Domenica 18 febbraio 2018, Iª DOMENICA DI QUARESIMA
Dal Vangelo
Marco 1,12-15
In quel tempo, lo Spirito sospinse Gesù nel deserto e nel deserto rimase quaranta giorni, tentato da Satana. Stava con le bestie selvatiche e gli angeli lo servivano. Dopo che Giovanni fu arrestato, Gesù andò nella Galilea, proclamando il vangelo di Dio, e diceva: «Il tempo è compiuto e il regno di Dio è vicino; convertitevi e credete nel Vangelo».
Dalle Fonti
Celano 137: FF 721
Mentre Francesco si trovava a Siena, giunse colà un frate da Brescia. Desiderava molto vedere le stimmate del Padre e scongiurò con insistenza frate Pacifico a ottenergli questa possibilità. Questi gli rispose: «Quando starai per ripartire di qui, gli chiederò che dia da baciare le mani. Appena le avrà date, io ti farò un cenno cogli occhi, e tu potrai vederle». Quando furono pronti per il ritorno, si recarono ambedue dal Santo.
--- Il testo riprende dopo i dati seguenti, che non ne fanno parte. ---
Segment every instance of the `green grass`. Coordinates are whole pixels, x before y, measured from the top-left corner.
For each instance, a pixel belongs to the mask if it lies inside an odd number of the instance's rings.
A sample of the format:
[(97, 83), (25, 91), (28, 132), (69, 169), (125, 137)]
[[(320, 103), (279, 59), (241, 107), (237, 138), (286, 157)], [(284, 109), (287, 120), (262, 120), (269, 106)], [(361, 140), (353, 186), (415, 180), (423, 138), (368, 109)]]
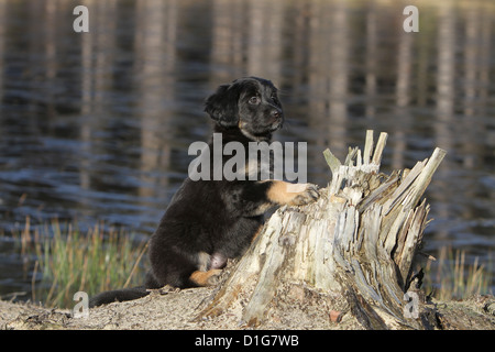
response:
[(76, 292), (91, 296), (139, 285), (144, 276), (140, 263), (147, 243), (101, 222), (81, 233), (57, 220), (32, 230), (28, 218), (16, 237), (21, 255), (34, 261), (31, 299), (46, 307), (72, 308)]
[(440, 300), (463, 299), (476, 295), (494, 294), (490, 289), (493, 282), (493, 260), (480, 264), (479, 257), (466, 264), (466, 252), (443, 246), (439, 251), (433, 268), (428, 262), (425, 268), (425, 290), (433, 292)]
[[(21, 255), (34, 267), (31, 299), (46, 307), (72, 308), (79, 290), (91, 296), (142, 284), (147, 242), (102, 222), (81, 233), (74, 223), (61, 226), (57, 220), (32, 229), (28, 218), (24, 230), (13, 235)], [(442, 248), (435, 268), (431, 262), (426, 265), (425, 292), (444, 300), (493, 294), (493, 261), (480, 264), (475, 258), (466, 264), (465, 257), (465, 251)]]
Inginocchiatisi, Pacifico dice a Francesco: «Ti preghiamo di benedirci, carissima madre, e dammi la tua mano da baciare!». Subito la bacia, mentre egli l’allunga con riluttanza, e fa cenno al compagno di guardarla. Poi chiede l’altra, la bacia e la mostra all’altro. Quando stavano allontanandosi, venne al Padre il sospetto che gli avessero teso un pio inganno, come era in realtà. E giudicando empia quella che era soltanto una pia curiosità, richiamò subito frate Pacifico: «Ti perdoni il Signore – gli disse – perché ogni tanto mi rechi grandi pene». Pacifico si prostrò subito e gli chiese umilmente: «Quale pena ti ho recata, carissima madre?». Francesco non rispose e la cosa finì nel silenzio.
Alla vita
Israele per 40 anni nel deserto toccò con mano la precarietà. Alle spalle c’era la memoria dell’Egitto: una prigionia dura ma sicura (“avevamo cipolle e stavamo seduti presso la pentola della carne”); di fronte, invece, l’incognita di una libertà che sapeva di morte. Emergeva così la tentazione e la mormorazione: “Perché Dio ci ha fatti uscire dall’Egitto per farci morire qui?”. Dice Dio: “Ti ho fatto camminare nel deserto per umiliarti, provarti e per sapere quello che avevi nel cuore” (Dt 8,2). Ma Dio già sapeva cosa c’era nel cuore dell’uomo; era Israele che doveva toccarlo con mano. Nel deserto, luogo della privazione, egli scoprì infatti alcune cose davvero importanti di sé: la propria debolezza, la difficoltà di gestire la libertà, la fiducia in Dio che viene meno nel momento della mancanza. E in particolare imparò che cosa fosse davvero essenziale; sperimentò infatti che nonostante le difficoltà “non si era logorato il suo mantello e non si era consumato il suo sandalo”. La Quaresima è il deserto che ci chiama all’essenzialità per riscoprire come davvero Dio guidi il nostro cammino e come sia vero che non di solo pane vive l’uomo. È il tempo della verità di sé, del non nascondersi dietro un filo d’erba per dire che “io certe cose non le provo” (anche Gesù le ha provate!). Il tempo dell’autenticità: guardarmi dentro e dirmi dov’è il mio cuore, per ricentrarmi sulla Parola.